The discount chain expects economic uncertainty to continue for the rest of 2012, Chairman and Chief Executive Gregg Steinhafel said in a statement.
Shares of Target, whose first-quarter sales got a boost from warm weather and an early Easter, rose 1.5 percent, or 90 cents, to $55.97 in early trading.
“Consumers are not buying more at Target, what’s driving their sales is maybe people are shopping a bit more often,” said Brian Sozzi, chief equities analyst at NBG Productions. “It’s not like people are going in and loading up their baskets as much as they were a couple of years ago.”
The number of transactions at Target stores open at least a year rose 2 percent, while the number of items per transaction rose just 0.6 percent. Selling prices were 2.6 percent higher than a year ago.
Target, which sells basic goods such as soap and paper towels along with limited-edition items from the likes of designer Jason Wu, has been seeing more customers shop using its credit cards, which offer a 5 percent discount and free online shipping.
It has added a wider variety of food including fresh produce to more of its stores. Other chains, such as Dollar General (DG.N) and Family Dollar FDO.N are also attracting shoppers with more food items.
Target earned $697 million, or $1.04 per share, in the first quarter that ended in April, up from $689 million, or 99 cents per share, a year earlier.
Target is preparing for its 2013 entry into Canada and said costs related to its first international expansion cut about 8 cents per share from its quarterly profit. In 2011, it spent about 17 cents per share on Canada.
Excluding the Canada costs, adjusted earnings per share of $1.03 topped analysts’ expectations of $1.01, according to Thomson Reuters I/B/E/S.
The company raised its fiscal-year profit view 5 cents per share. It now expects to earn $4.60 to $4.80 per share on an adjusted basis, and $4.10 to $4.30 on a GAAP basis this year.
For the second quarter, it anticipates earning $1.04 to $1.14 per share on an adjusted basis and 94 cents to $1.04 per share on a GAAP basis.
Analysts expect Target to earn $4.28 per share this year and 99 cents per share this quarter.
“They set the bar high and the trends in their business, in my opinion, I don’t know if they support that,” Sozzi said.
Sales at stores open at least a year, or same-store sales, rose 5.3 percent, the strongest quarterly performance in more than six years, Target previously said.

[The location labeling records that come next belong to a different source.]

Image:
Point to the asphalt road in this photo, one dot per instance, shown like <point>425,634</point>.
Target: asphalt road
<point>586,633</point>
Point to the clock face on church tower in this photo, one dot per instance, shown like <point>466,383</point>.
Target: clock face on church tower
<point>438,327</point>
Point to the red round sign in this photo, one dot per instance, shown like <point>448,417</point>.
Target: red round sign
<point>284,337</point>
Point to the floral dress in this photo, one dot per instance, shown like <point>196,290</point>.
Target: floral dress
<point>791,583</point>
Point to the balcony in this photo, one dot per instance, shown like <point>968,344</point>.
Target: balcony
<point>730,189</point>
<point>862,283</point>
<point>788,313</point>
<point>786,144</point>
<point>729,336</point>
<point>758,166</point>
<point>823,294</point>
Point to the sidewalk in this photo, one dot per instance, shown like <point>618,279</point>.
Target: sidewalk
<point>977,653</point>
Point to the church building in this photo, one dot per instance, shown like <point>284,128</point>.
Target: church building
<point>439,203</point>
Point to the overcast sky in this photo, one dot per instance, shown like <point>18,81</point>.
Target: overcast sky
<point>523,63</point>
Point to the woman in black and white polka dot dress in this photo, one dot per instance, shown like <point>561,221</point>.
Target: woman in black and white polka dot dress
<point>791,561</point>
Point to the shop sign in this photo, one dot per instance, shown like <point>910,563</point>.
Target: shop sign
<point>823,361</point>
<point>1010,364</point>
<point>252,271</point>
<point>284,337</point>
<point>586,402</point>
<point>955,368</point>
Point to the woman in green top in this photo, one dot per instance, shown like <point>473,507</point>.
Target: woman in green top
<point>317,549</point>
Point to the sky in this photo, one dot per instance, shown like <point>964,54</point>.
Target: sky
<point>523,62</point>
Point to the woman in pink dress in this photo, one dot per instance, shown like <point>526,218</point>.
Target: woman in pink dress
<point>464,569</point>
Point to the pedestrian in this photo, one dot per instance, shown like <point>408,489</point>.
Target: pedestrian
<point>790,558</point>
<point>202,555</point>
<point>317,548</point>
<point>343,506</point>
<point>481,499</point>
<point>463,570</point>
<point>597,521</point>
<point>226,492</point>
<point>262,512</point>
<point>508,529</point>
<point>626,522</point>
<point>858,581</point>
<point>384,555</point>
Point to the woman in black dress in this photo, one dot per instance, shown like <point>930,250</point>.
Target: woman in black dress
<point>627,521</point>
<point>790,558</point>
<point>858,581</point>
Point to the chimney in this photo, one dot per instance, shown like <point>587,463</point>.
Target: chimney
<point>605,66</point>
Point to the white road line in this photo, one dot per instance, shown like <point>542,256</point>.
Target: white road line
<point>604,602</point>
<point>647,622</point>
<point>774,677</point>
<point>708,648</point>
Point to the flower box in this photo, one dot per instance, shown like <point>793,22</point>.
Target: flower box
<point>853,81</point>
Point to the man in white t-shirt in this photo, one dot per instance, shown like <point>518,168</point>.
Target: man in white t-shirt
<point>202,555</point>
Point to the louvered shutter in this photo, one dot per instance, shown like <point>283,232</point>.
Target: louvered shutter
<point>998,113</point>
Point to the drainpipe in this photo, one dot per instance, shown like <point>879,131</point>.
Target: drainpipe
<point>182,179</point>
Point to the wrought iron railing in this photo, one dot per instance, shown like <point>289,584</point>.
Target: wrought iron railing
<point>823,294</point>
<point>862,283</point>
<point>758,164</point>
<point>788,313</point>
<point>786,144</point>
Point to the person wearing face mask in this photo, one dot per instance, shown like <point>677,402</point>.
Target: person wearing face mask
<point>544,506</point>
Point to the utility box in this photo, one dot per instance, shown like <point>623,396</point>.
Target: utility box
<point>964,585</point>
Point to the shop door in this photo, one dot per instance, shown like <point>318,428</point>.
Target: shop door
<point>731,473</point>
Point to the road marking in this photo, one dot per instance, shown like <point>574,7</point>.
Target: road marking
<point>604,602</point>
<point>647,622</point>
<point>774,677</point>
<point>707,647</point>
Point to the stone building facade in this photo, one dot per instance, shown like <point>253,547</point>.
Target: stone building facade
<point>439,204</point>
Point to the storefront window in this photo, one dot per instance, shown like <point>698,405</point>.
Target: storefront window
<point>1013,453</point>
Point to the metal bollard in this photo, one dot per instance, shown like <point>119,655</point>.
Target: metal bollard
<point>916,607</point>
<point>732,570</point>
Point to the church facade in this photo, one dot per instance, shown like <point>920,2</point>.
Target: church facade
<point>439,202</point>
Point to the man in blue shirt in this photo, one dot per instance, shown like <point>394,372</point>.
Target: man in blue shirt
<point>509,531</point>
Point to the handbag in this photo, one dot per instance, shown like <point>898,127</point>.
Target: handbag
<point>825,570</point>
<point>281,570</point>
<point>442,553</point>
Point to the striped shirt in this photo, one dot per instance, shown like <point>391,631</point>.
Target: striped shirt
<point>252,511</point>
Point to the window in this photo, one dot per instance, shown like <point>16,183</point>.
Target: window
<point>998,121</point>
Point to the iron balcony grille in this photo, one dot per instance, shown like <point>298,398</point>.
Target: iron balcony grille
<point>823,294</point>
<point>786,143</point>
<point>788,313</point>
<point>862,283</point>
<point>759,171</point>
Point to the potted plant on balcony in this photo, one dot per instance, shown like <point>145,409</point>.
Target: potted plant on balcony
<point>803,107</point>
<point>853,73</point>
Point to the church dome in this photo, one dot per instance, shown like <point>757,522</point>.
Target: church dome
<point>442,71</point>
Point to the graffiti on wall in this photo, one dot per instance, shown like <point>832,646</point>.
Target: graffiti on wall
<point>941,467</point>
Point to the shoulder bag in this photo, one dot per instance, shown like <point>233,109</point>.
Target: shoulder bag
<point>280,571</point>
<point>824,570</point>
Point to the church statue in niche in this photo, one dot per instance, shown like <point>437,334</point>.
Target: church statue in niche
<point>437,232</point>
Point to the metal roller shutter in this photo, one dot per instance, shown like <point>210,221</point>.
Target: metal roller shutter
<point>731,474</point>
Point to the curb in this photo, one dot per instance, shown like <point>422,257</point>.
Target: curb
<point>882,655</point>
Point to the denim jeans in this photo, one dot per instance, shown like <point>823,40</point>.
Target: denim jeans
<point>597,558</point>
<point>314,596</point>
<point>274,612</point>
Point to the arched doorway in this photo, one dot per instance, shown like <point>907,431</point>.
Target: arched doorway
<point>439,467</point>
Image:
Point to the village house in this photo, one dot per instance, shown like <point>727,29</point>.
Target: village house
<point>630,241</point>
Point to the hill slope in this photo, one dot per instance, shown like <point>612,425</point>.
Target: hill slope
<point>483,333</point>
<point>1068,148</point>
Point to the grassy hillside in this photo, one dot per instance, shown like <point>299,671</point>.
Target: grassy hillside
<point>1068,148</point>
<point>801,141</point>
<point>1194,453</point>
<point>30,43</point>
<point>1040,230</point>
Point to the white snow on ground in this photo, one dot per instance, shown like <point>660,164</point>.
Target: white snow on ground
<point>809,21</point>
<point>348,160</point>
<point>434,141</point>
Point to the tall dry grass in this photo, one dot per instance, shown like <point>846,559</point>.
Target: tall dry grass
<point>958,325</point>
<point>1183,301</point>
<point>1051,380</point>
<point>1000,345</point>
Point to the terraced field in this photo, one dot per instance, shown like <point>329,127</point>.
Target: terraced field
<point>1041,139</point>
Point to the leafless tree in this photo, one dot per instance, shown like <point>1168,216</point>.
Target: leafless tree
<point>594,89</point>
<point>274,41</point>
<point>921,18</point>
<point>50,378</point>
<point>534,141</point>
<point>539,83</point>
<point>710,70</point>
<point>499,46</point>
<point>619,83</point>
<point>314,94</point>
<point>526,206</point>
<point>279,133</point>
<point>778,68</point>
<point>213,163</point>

That fell short of analysts’ average forecast of 5.6 percent growth, according to Thomson Reuters.
For a graphic click on: link.reuters.com/kef38s
While same-store sales missed analysts’ raised expectations, Target is still growing faster than rival Walmart U.S., the largest unit of Wal-Mart Stores Inc (WMT.N). Analysts expect Walmart U.S. to post a 1.4 percent rise in same-store sales when Wal-Mart issues its results on Thursday.
Target’s sales rose 6.1 percent to $16.54 billion. Total revenue, including credit-card revenue, rose 5.9 percent to $16.87 billion.
Target said 11.6 percent of sales in its stores were paid for with its REDcard credit and debit cards. A year ago, only 7.6 percent of sales were paid for with the cards.